労働法に「社長」という言葉は出てこない
訴訟に持ち込まれたら会社は不利?
「社長の用心棒になって、社員からの不当な要求を追い払ってやる」という弁護士になりたてだったころの私の誓いは、労働裁判に負け続け、海の波間に消えていった。
たとえば、とある運送関連の会社では、いわゆる問題社員が休日に酒気帯び運転をした。日々の指導にもかかわらず、彼が一向に反省しない姿勢を社長は許せず、解雇した。「ここまで問題があれば、訴訟はなんとかいけるだろう」と考えていたら、裁判所から「ちょっと処分が重すぎますね」と言われてしまった。同席した社長は天井を見上げた。なんというか、弁護士としての予想がはずれて、なんともつらい立場に置かれてしまった。
こんな死屍累々の経験の果てに、私は「裁判に持ち込まれる前に解決する」と事務所の方針を切り替えた。では、なぜ労働事件は社長にとってこれほど不利なのだろうか。
労働法に「社長」はいない
日本には、労働契約法や労働基準法といった「労働」に関する法律が、ざっと思いつくだけでも19種類くらいある。これに政令や省令も含めれば、さらに増えてくる。弁護士といえども、そのすべてを把握しているわけではなく、必要に応じて調べながら対応しているのが現状だ。とくに労働分野は政治の影響を受けやすく、法改正も多いため、アップデートするだけでも結構大変だったりする。
このように、労働に関する規制はあまたあれども、実は「社長」という言葉は条文のどこにも出てこない。労働基準法をはじめとした労働法規は、基本的に「社員」を守るものであって、「社長」を守るものではないのだ。そもそも日本の法律は、大企業を想定した仕組みが多い。たとえば、会社法の大原則として「所有と経営の分離」を司法試験の受験時に学ぶ。
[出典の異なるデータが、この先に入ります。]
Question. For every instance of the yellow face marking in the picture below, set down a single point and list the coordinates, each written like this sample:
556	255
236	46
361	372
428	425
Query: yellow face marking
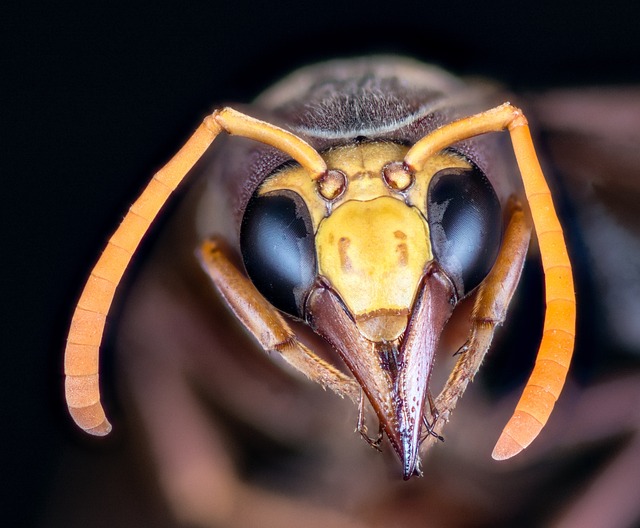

「優秀な人物に経営を依頼することが効率的」という趣旨だ。
でも、実際には日本の中小企業の大半がオーナー企業であり、所有(株主)と経営(代表取締役)が同一であるのが普通だ。しかも優秀だろうがそうでなかろうが、オーナーの子どもが後継者になることが既定路線になっている。
このように日本の法制度と同族企業の経営の実態はまったく合致していない。労働法もしかりだ。「法律は中小企業の実態をわかっていない」と嘆いてもなにもはじまらない。